Das große Donauschwabentreffen 2015 in Kalifornien/USA. Die hl. Messe.

Am 3. Tag des großen donauschwäbischen Landestreffen in Anaheim bei Los Angeles wurde im dortigen deutschen Phönixclub mit allen Anwesenden eine sehr schöne Messe gefeiert.
Es wurde die Haydn Messe vom donauschwäbischen Chor mit starker Franztaler Beteiligung gesungen, die Chor-Organisation lag unter anderem bei unserem beliebten Landsmann Fredy Mayer.
Sein Bruder Leo Mayer,- der Präsident der kalifornischen Donauschwaben,- war der Hauptorganisator dieses Landestreffens der Vereinigten Staaten von Amerika, er wurde von Stefan Ihas,- dem Präsidenten des Donauschwaben Weltdachverbands wertvoll unterstützt.

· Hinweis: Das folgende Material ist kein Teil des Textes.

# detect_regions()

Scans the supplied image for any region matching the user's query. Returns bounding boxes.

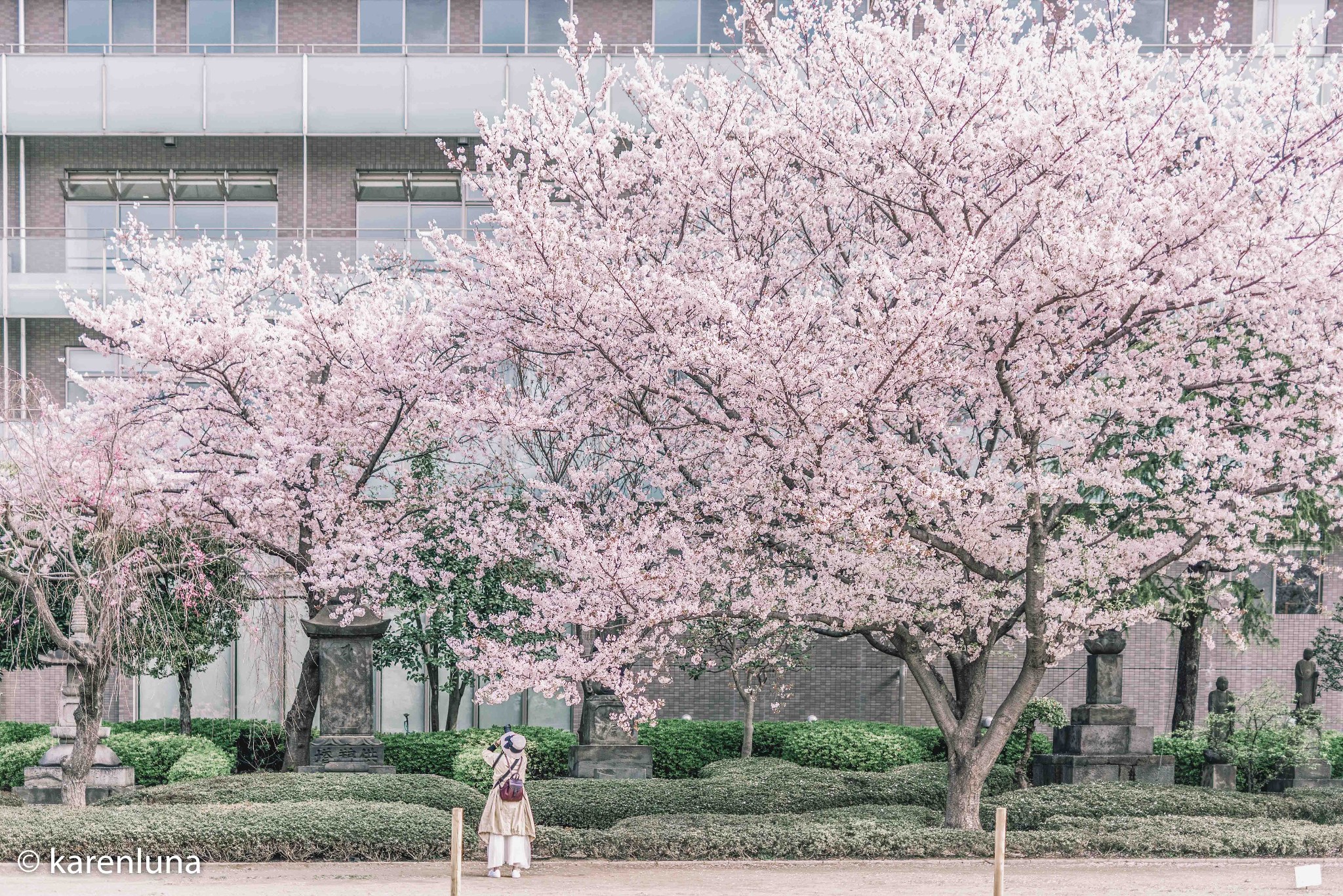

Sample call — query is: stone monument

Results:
[569,691,652,778]
[1296,648,1320,709]
[1032,631,1175,787]
[13,593,136,806]
[298,604,396,775]
[1203,676,1235,790]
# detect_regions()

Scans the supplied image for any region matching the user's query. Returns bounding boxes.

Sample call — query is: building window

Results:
[355,170,491,261]
[359,0,447,52]
[187,0,277,52]
[66,0,155,52]
[60,170,278,270]
[1273,553,1324,615]
[481,0,572,52]
[652,0,741,52]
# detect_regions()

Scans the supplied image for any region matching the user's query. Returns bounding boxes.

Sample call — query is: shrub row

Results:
[0,722,51,747]
[104,772,485,825]
[377,726,579,791]
[0,741,56,787]
[0,800,482,861]
[110,718,285,771]
[639,718,1053,778]
[108,732,232,787]
[8,800,1343,861]
[528,759,1012,827]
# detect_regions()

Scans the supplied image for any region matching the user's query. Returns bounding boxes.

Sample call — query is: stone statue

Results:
[1296,648,1320,709]
[1203,676,1235,764]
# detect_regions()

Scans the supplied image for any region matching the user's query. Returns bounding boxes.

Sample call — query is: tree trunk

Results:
[741,690,755,759]
[424,662,438,731]
[1171,613,1203,731]
[177,659,191,736]
[285,640,321,771]
[60,667,108,806]
[443,672,466,731]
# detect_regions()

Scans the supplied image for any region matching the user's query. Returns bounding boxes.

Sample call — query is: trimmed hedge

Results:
[108,732,232,787]
[528,759,1012,827]
[783,726,928,771]
[0,741,56,789]
[979,783,1300,830]
[110,718,285,771]
[168,744,232,783]
[0,722,51,747]
[0,800,483,863]
[102,771,485,823]
[377,726,579,790]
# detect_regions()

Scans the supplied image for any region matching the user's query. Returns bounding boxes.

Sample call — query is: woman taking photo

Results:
[477,727,536,877]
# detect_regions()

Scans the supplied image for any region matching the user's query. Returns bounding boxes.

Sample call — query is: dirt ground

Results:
[0,860,1343,896]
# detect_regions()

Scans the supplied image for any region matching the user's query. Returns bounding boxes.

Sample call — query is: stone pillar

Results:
[13,593,136,806]
[569,693,652,778]
[1032,631,1175,786]
[298,604,396,775]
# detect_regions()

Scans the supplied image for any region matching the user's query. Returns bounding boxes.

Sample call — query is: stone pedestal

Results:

Alle vereinten Kräfte des Organisationsteams haben unter Leitung von Leo Mayer eine absolut hervorragende Veranstaltung realisiert.

Vielen Dank Leo!

Siegfried Mayer, der österreichische Amateur-Kameramann war zusammen mit seiner Gattin Ingrid aus dem schönen Salzburgerland angereist, sie haben ihre Verwandtschaft in Kalifornien besucht und bei dieser Gelegenheit hat er für einige wertvolle Film und Fotodokumente gesorgt.

Er ist selbst ein Franztaler Nachkomme väterlicherseits bzw. hat sein Großvater Josef Mayer als Gründungsobmann die in Mondsee bei Salzburg beheimatete Franztaler Ortsgemeinschaft mitgegründet im Jahre 1975.

Das deutschsprachige Franztal war ein ca. 7.000 Seelendorf im südöstlichsten Kroatien und war somit eine von vielen donauschwäbischen Ansiedlungen aus dem 19. Jahrhundert.

Siegfried hat selbst als Pioniertat 2001 eine Schule in Nepal gegründet für die ärmsten Kinder dieses schönen aber sehr armen Himalayastaates, er hat dort die erste Teppichmanufaktur unter Ausschluß von Kinderarbeit bereits 1988 gegründet und beschäftigt sich unter anderem mit den "healing sounds of Tibet",- einer uralten komplementären Heilmethode aus dem Großraum des Himalayas.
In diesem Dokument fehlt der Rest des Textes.